I’ve just finished six days training in advanced statistics. The course focused on understanding the data we collect and making sure that we collect the right sort of information. We also discussed how to interrogate the numbers to fully understand how a process is working (both current state and following improvement).
As you might expect the statistics often prove what common sense/ gut instinct might have prompted us to look at e.g. days with less staff lead to longer customer waiting times. “The theory of probabilities is at bottom nothing but common sense reduced to calculus. “Laplace, Théorie analytique des probabilités, 1820. Of course, data can also be used to prove/ disprove a lot of theories, and when a project team has certain ideas about what may be causing a problem with a transactional process we can use the data to give a shared understanding of what is a problem and indeed, what is the biggest problem we need to focus on.

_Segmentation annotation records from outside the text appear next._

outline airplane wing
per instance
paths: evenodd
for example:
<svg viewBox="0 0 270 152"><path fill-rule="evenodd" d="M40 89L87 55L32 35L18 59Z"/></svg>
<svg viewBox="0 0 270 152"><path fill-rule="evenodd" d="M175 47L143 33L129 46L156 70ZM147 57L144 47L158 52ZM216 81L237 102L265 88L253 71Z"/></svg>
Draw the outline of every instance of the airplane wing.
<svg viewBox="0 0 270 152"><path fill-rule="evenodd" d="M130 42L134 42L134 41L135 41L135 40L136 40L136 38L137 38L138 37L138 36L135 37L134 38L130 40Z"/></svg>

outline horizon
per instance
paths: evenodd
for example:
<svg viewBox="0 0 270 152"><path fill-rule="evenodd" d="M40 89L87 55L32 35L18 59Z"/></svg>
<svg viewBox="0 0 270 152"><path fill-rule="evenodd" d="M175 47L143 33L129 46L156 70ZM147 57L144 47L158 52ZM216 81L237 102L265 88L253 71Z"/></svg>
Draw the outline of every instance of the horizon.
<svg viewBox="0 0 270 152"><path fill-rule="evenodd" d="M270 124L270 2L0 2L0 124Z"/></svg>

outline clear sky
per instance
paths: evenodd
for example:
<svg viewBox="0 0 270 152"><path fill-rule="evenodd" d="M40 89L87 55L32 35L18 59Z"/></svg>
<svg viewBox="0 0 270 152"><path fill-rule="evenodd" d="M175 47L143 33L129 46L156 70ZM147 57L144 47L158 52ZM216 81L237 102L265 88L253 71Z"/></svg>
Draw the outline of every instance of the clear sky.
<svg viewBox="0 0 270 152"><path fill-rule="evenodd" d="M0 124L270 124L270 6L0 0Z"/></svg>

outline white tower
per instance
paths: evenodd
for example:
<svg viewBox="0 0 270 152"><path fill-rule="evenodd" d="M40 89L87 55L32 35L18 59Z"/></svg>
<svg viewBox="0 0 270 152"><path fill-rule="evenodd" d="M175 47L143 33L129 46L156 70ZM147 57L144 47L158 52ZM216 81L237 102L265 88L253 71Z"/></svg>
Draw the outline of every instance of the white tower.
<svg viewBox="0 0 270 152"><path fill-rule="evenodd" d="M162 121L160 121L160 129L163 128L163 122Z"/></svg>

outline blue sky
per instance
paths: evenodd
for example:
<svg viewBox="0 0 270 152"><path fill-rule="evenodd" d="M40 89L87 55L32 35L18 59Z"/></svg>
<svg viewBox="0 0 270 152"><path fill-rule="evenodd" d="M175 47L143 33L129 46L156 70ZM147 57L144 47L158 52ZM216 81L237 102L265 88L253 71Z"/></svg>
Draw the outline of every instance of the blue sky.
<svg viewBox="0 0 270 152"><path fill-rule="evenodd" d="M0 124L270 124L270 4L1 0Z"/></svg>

For many of our process improvement projects we do not have a lot of accessible data about how the process is behaving; so often we need to collect it from scratch. One of the biggest challenges is collecting sufficient amount to be statistically useful without overloading staff that are involved in processes with additional workload. Frequently, we would love to have more, but we need to ensure that our collection methods are lean and focused only on the scope of the improvement project. To me one of the biggest advantages of using statistical measures is following on from the improvement phase, providing staff with basic control charts or building in simple data collection methods that enable people to monitor their processes and continue to identify problems and areas for future improvement.